Kate Middleton Has a Mom Date at London Park as She Supports Families amid Coronavirus
The Duchess of Cambridge met parents in a London park to show support for groups and volunteers who have been supporting families' wellbeing during the COVID-19 crisis
Kate Middleton is continuing to support the wellbeing of parents and children amid the coronavirus pandemic.
The mom of three met with a set of parents in a London park on Tuesday to hear about their experiences over the past six months and to learn how other moms and dads have been passing along their best advice to cope in challenging times.
Kate, 38, who has focused a lot of her royal work in the last few years on the needs and wellbeing of families — especially young children — wanted to highlight the parents who use their time, experience and knowledge to support other families, whether as professionals or trained volunteers or through informal parent networks.
It was fitting that the meet-up was held in Battersea Park – Kate, who was casusal in a white shirt, dark pink trousers and sneakers, believes that spending time in the outside greatly benefits the wellbeing of children as well as their carers.
Chatting with Christine Thatai, 37, and Morgan Cassius, 29, who held her six-month-old daughter Makena-Grace, Kate heard how they group held video calls via an app called Mush each day.
Cassius told reporters, "I told her lockdown was difficult because I couldn’t go swimming or meeting friends just stuck inside with the TV."
Thatai added, "Kate was very interested in how we struck up friendships."

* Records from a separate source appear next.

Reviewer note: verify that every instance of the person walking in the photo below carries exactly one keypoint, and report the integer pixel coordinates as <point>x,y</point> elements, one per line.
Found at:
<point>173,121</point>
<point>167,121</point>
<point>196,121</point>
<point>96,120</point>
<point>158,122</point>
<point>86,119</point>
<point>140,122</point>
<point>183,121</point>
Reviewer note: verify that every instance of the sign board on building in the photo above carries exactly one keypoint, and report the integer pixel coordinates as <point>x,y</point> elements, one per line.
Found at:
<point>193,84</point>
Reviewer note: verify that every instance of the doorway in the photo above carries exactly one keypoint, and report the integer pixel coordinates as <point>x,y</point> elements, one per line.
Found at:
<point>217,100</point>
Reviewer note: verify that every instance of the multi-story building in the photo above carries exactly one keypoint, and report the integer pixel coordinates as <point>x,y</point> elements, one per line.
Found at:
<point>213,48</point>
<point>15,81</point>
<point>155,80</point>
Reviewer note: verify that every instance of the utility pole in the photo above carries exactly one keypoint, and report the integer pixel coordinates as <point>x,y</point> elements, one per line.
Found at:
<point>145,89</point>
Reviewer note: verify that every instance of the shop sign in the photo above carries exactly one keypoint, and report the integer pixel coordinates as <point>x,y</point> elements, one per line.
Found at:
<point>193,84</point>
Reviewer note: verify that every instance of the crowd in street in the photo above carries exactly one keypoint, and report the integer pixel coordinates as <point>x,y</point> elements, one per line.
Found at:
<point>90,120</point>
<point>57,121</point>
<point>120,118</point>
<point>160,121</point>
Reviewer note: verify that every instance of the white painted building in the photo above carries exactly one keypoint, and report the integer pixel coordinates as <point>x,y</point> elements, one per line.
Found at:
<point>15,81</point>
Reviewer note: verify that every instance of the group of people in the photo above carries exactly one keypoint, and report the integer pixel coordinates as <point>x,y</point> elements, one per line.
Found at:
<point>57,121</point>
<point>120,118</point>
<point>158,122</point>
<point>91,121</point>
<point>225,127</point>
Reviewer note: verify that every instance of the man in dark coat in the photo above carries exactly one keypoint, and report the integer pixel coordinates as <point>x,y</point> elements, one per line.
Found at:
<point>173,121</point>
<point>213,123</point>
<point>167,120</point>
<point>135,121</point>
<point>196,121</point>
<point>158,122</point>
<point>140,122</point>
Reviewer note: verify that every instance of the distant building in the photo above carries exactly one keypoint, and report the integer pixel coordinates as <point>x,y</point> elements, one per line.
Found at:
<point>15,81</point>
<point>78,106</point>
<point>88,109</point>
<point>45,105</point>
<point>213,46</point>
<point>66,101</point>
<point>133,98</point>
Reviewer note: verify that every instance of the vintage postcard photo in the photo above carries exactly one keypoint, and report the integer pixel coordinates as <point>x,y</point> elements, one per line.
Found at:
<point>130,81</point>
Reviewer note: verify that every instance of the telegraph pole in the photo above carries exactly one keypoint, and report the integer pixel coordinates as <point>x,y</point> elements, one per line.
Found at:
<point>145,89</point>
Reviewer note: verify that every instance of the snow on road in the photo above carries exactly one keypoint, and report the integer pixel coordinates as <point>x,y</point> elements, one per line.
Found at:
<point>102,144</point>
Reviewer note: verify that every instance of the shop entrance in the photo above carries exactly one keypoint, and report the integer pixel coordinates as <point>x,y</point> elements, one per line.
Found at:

The royal mom's visit came after a video call with groups involved in peer-to-peer support of parents and families. During the chat, the groups shared news about their services and the impact that COVID-19 is having on families across the country.
During the call, Kate thanked them, saying, "Huge well done to all of you. I know there’s a big team of you out there in communities across the country. Both William and I hear about how vital these relationships are to families – they’re a real lifeline. So to you and your army of volunteers out there, a huge well done. I, like you, would love to see peer-to-peer support more embedded and celebrated in communities and society as a whole.”
Some of those involved in the meeting work directly with families to build trusted relationships and can provide a range of support, from practical advice and emotional support to assistance navigating public services.
Taking part in the outing were: Home-Start; Parents 1st; Island House Charity Community Parent Programme in Tower Hamlets, London; Better Start, in Blackpool; National Childbirth Trust; Applied Research Collaboration; Coram and Leeds Dads.